31 marca 2014

Superpojazdy - wyścigówki





wydawnictwo: Olesiejuk
ilość stron: 80
format: 22x22 cm
rok wydania: 2014
cena: 16,99 zł

W domu mam dwóch chłopaków. Jeden większy, jeden mniejszy. Zarówno ten pierwszy jak i drugi uwielbiają samochody! Wiecie jak najbardziej lubią spędzać czas? Grając wspólnie w różne wyścigi. Tzn ten starszy gra, ten młodszy z uwielbieniem się przygląda. Sam ma już kilka swoich wyścigów dla mniejszych graczy. Uwielbia to! 

Jak na chłopca, a na dodatek samochodowego fana przystało ma też mnóstwo różnego rodzaju samochodzików, wyścigówek, resoraków, ciężarówek i wszelkich innych możliwych maszyn na kółkach. Możecie więc sobie wyobrazić jaka była radość mojego dziecka kiedy wręczyłam mu tę pozycję :)

Ale ja jak zwykle się rozpisuję, a tak naprawdę nie powiedziałam Wam jeszcze co to takiego. Nie jest to zwykła książka, powiedziałabym raczej, że to teczka, ma w końcu nawet rączki do trzymania ;) W środku umieszczone na sprężynie są kartki, a na nich samochody. Jednak aura te to narazie tylko kontury. Wszystko bez koloru, bez szczegółów. To właśnie nasz mały samochodowy fan wcielić się musi w kreatora i projektanta i zapełnić to wszystko musi kolorem oraz swoimi pomysłami!

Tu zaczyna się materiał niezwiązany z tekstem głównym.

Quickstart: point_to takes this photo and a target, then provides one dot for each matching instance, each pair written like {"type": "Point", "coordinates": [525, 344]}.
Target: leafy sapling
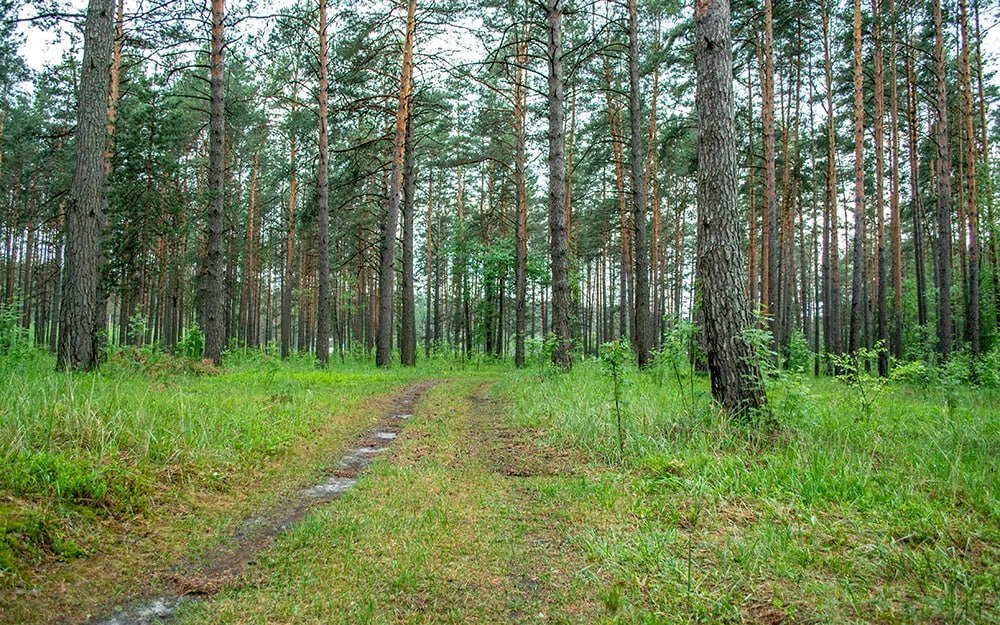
{"type": "Point", "coordinates": [616, 356]}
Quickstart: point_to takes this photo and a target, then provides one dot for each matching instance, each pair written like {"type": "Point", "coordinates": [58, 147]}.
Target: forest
{"type": "Point", "coordinates": [499, 311]}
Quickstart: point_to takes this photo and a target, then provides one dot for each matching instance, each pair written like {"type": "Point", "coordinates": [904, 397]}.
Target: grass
{"type": "Point", "coordinates": [109, 475]}
{"type": "Point", "coordinates": [508, 498]}
{"type": "Point", "coordinates": [839, 517]}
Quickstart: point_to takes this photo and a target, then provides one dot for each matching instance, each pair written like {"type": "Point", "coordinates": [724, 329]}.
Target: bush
{"type": "Point", "coordinates": [193, 343]}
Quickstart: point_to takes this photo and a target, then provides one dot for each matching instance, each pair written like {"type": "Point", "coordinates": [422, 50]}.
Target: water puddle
{"type": "Point", "coordinates": [256, 533]}
{"type": "Point", "coordinates": [331, 488]}
{"type": "Point", "coordinates": [159, 610]}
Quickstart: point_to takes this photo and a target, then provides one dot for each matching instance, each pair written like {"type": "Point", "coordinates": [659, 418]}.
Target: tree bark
{"type": "Point", "coordinates": [408, 331]}
{"type": "Point", "coordinates": [944, 331]}
{"type": "Point", "coordinates": [213, 288]}
{"type": "Point", "coordinates": [78, 339]}
{"type": "Point", "coordinates": [323, 199]}
{"type": "Point", "coordinates": [559, 244]}
{"type": "Point", "coordinates": [642, 337]}
{"type": "Point", "coordinates": [383, 344]}
{"type": "Point", "coordinates": [858, 269]}
{"type": "Point", "coordinates": [521, 201]}
{"type": "Point", "coordinates": [737, 383]}
{"type": "Point", "coordinates": [878, 125]}
{"type": "Point", "coordinates": [288, 281]}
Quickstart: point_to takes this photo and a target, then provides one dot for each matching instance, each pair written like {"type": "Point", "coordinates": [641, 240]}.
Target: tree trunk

Do tego może użyć zarówno pisaków, kredek, farb czy też co tylko sobie zażyczy, ale poza tym są tutaj również naklejki. Cały ogrom, bo w końcu jest to ponad 100 naklejek przedstawiające różne poszczególne części samochodów. Są tutaj koła, zderzaki, lampy, grile, silniki oraz różne ozdoby takie jak czachy czy też ognie. Znajdziemy tutaj sześć modeli różnych aut, każdy z nich powtarza się cztery razy, co łącznie daje nam oczywiście aż 24 samochody do szalonego i kreatywnego ozdabiania :)

Ale to nadal nie wszystko ponieważ oprócz całej masy naklejek są tutaj także zmywalne tatuaże! Ostre i dzikie, czarne i kolorowe, smoki, auta, czachy, ognie. Do koloru do wyboru. Dziecko nasze wyglądać będzie jak jakiś "harlejowiec" :) Nie wiem jak Wasze chłopaki, ale mój syn uwielbia tatuaże. Na szczęście narazie tylko te zmywalne, ciekawe czy ta fascynacja mu nie minie i za jakieś 10 czy 11 lat nie przyjdzie mi do domu z jakimś prawdziwym :P

Wracając do tej teczki to moim zdaniem jest to naprawdę fajny i przemyślany pomysł. Często spotyka się książeczki dla dziewczynek gdzie mogą one projektować jakieś ubranka, mieszkanka itp. To dlaczego mały albo nawet i większy fan motoryzacyjny nie miałby zaprojektować własnych wyścigówek? Dziecko moje jest wniebowzięte, ja także cieszę się, że coś takiego trafiło do naszego domu. Nie dość, że dzięki temu artysta spełnia się w swojej roli to na dodatek wytęża swój mózg i wymyśla przeróżnie wyglądające wyścigówki :) Polecam!


30 marca 2014

Piotruś Pan i Wendy


J.M. BARRIE

wydawnictwo: Znak emotikon
ilość stron: 512
format: 13x18 cm
rok wydania: 2014
cena:  34,90 zł  27,92 zł

Ach Piotruś Pan! Któż nie znałby tego chłopca? Nie ma chyba takiej osoby, w końcu Przygody Piotrusia Pana to prawdziwa klasyka. Powieść ta napisana została w 1911 roku. Od tego czasu doczekała się ona mnóstwa przeróżnych wydań na całym świecie oraz bardzo wielu ekranizacji :) 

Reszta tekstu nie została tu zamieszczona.